La Fédération internationale des ligues des droits de l’Homme (FIDH) exprime ses plus vives préoccupations alors qu’un procès vient de se dérouler à Tiaret en Algérie à l’encontre d’une Algérienne convertie au christianisme et accusée de « pratique sans autorisation d’un culte non musulman ». Habiba Kouider est passible d’une peine de trois ans de prison ferme. Le verdict qui devait être prononcé le 27 mai 2008, a été reporté pour complément d’information.

Habiba Kouider a été arrêtée le 29 mars 2008 par des gendarmes alors qu’elle était en possession d’une douzaine d’exemplaires de la bible. Selon les informations reçues, lors du procès qui a débuté le 20 mai, le procureur s’est également attaché à démontrer que la prévenue était coupable de prosélytisme, pratique interdite par l’ordonnance n°06-03 du 28 février 2006 dont l’article 11 criminalise le fait pour toute personne de tenter de convertir un musulman à une autre religion et de fabriquer, entreposer, ou distribuer des documents (...) qui « visent à ébranler la foi d’un musulman ».

La FIDH considère que l’accusation de « pratique sans autorisation d’un culte non musulman » et le procès intenté contre Habiba Kouider constituent une violation du droit à la liberté de religion garanti par l’article 18 du Pacte international relatif aux droits civils et politiques ratifié par l’Algérie en 1989, par l’article 36 de la Constitution algérienne qui garantit la liberté de conscience ainsi que par l’article 2 de l’ordonnance n°06-03 garantissant le libre exercice du culte.

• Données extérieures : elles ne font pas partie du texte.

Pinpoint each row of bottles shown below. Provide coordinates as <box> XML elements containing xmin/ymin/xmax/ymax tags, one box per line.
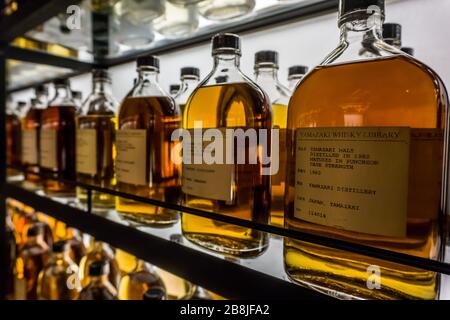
<box><xmin>5</xmin><ymin>199</ymin><xmax>218</xmax><ymax>300</ymax></box>
<box><xmin>7</xmin><ymin>0</ymin><xmax>442</xmax><ymax>300</ymax></box>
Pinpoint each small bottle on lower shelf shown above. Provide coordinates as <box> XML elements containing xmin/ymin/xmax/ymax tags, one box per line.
<box><xmin>118</xmin><ymin>258</ymin><xmax>166</xmax><ymax>300</ymax></box>
<box><xmin>37</xmin><ymin>241</ymin><xmax>80</xmax><ymax>300</ymax></box>
<box><xmin>15</xmin><ymin>225</ymin><xmax>50</xmax><ymax>300</ymax></box>
<box><xmin>78</xmin><ymin>260</ymin><xmax>118</xmax><ymax>300</ymax></box>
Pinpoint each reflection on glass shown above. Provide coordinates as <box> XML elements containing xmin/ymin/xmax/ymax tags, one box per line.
<box><xmin>153</xmin><ymin>1</ymin><xmax>199</xmax><ymax>38</ymax></box>
<box><xmin>167</xmin><ymin>0</ymin><xmax>206</xmax><ymax>5</ymax></box>
<box><xmin>115</xmin><ymin>0</ymin><xmax>165</xmax><ymax>25</ymax></box>
<box><xmin>198</xmin><ymin>0</ymin><xmax>255</xmax><ymax>21</ymax></box>
<box><xmin>112</xmin><ymin>15</ymin><xmax>155</xmax><ymax>50</ymax></box>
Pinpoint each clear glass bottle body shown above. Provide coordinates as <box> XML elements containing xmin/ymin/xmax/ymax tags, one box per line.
<box><xmin>22</xmin><ymin>96</ymin><xmax>47</xmax><ymax>186</ymax></box>
<box><xmin>40</xmin><ymin>82</ymin><xmax>77</xmax><ymax>197</ymax></box>
<box><xmin>288</xmin><ymin>75</ymin><xmax>303</xmax><ymax>91</ymax></box>
<box><xmin>153</xmin><ymin>1</ymin><xmax>199</xmax><ymax>38</ymax></box>
<box><xmin>76</xmin><ymin>74</ymin><xmax>118</xmax><ymax>211</ymax></box>
<box><xmin>175</xmin><ymin>74</ymin><xmax>200</xmax><ymax>114</ymax></box>
<box><xmin>181</xmin><ymin>47</ymin><xmax>271</xmax><ymax>257</ymax></box>
<box><xmin>118</xmin><ymin>259</ymin><xmax>166</xmax><ymax>300</ymax></box>
<box><xmin>15</xmin><ymin>232</ymin><xmax>50</xmax><ymax>300</ymax></box>
<box><xmin>116</xmin><ymin>65</ymin><xmax>181</xmax><ymax>226</ymax></box>
<box><xmin>255</xmin><ymin>64</ymin><xmax>291</xmax><ymax>227</ymax></box>
<box><xmin>285</xmin><ymin>4</ymin><xmax>448</xmax><ymax>299</ymax></box>
<box><xmin>198</xmin><ymin>0</ymin><xmax>255</xmax><ymax>21</ymax></box>
<box><xmin>37</xmin><ymin>249</ymin><xmax>79</xmax><ymax>300</ymax></box>
<box><xmin>79</xmin><ymin>242</ymin><xmax>121</xmax><ymax>290</ymax></box>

La FIDH rappelle par ailleurs, l’observation de la Rapporteuse spéciale sur la liberté de religion ou de conviction faite aux autorités algériennes suite à l’adoption de l’ordonnance n°06-03 et qui rappelle que le paragraphe 3 de l’article 18 du Pacte ne prévoit des restrictions « à la liberté de manifester sa religion » que dans des cas très exceptionnels et que donc « toute restriction généralisée imposée par l’Etat (par exemple par le biais de la loi) pour protéger la liberté de religion (...) d’autrui est à éviter ». La Rapporteuse spéciale a estimé par ailleurs, que les Etats devaient éviter d’adopter des lois criminalisant des actes conduisant à une conversion « abusive », notamment dans les cas où « ces lois seraient applicables même en l’absence de plainte du converti ».

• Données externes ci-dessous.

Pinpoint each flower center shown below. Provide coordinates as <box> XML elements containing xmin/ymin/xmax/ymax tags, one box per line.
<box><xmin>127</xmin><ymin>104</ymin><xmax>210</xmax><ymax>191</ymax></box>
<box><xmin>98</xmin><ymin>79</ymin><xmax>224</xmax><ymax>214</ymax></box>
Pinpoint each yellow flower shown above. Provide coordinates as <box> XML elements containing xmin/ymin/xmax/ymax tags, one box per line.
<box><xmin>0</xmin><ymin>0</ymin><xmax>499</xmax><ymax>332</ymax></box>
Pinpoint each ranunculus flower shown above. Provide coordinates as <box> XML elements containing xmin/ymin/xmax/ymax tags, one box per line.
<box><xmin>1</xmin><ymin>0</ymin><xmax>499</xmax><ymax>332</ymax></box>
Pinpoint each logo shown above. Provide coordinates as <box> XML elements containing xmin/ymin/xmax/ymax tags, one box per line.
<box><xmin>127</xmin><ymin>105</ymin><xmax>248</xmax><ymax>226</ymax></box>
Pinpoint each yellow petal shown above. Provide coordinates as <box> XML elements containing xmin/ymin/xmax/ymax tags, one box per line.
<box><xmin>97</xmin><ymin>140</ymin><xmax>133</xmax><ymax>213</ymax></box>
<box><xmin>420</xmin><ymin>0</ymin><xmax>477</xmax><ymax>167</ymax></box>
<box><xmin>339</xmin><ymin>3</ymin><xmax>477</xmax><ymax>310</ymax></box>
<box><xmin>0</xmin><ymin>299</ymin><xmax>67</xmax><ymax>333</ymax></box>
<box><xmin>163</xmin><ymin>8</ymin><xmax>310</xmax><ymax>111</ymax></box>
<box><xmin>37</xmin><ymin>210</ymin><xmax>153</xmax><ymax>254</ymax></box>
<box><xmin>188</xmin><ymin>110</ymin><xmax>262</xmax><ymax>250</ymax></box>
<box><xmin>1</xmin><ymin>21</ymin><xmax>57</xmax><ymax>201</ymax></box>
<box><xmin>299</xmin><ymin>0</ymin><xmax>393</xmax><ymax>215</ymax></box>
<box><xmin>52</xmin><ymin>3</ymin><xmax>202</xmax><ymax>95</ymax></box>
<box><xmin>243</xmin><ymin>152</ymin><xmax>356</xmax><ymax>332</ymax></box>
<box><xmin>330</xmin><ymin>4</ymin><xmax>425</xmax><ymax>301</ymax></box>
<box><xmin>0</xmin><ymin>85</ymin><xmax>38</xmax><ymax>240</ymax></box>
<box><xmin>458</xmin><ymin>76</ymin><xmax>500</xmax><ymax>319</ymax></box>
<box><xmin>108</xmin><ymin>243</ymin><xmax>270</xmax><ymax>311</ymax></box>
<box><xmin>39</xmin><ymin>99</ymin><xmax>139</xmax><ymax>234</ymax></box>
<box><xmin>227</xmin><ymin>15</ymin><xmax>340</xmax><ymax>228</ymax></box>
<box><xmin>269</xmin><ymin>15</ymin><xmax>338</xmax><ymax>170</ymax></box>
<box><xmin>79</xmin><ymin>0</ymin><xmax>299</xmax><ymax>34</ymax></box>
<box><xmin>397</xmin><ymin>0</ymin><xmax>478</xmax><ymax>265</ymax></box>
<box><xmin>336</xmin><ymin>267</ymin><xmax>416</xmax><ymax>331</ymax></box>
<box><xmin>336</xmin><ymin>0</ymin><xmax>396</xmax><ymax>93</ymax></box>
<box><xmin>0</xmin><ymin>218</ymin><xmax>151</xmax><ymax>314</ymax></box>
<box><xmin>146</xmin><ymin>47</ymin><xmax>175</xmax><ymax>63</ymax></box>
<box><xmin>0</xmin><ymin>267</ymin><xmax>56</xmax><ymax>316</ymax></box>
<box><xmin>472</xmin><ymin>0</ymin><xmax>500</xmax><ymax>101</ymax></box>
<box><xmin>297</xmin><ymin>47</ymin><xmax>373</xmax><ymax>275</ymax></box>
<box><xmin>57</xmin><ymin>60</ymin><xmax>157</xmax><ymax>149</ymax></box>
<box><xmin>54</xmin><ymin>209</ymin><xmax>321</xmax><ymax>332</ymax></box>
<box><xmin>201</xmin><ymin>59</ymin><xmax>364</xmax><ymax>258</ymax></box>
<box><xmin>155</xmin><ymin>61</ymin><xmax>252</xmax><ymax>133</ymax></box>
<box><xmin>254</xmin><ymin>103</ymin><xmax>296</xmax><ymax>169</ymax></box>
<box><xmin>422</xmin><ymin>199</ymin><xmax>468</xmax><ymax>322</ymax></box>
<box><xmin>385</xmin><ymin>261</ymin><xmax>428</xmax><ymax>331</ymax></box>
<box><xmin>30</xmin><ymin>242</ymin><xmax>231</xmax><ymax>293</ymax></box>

La FIDH est d’autant plus préoccupée que cette poursuite judiciaire abusive, s’inscrit dans un contexte de répression accrue envers des représentants de la communauté chrétienne en Algérie. Ainsi, le même jour, le tribunal de Tiaret jugeait six algériens convertis au christianisme pour "diffusion de tracts visant à ébranler la foi des musulmans", le parquet a requis deux ans de prison ferme à leur encontre. Le verdict est attendu le 3 juin. Plusieurs religieux se sont au cours des derniers vus refuser leur visa d’entrée en Algérie. Un prêtre a par ailleurs, été condamné à deux mois de prison avec sursis pour avoir prié au moment de la fête de Noël avec un groupe de clandestins subsahariens chrétiens.

La FIDH appelle les autorités algériennes à respecter et à garantir la liberté de religion conformément à sa constitution et à ses engagements internationaux et à amender l’ordonnance n°06-03 afin que son application ne permette plus des poursuites arbitraires à l’encontre de représentants des communautés religieuses non-musulmanes en Algérie.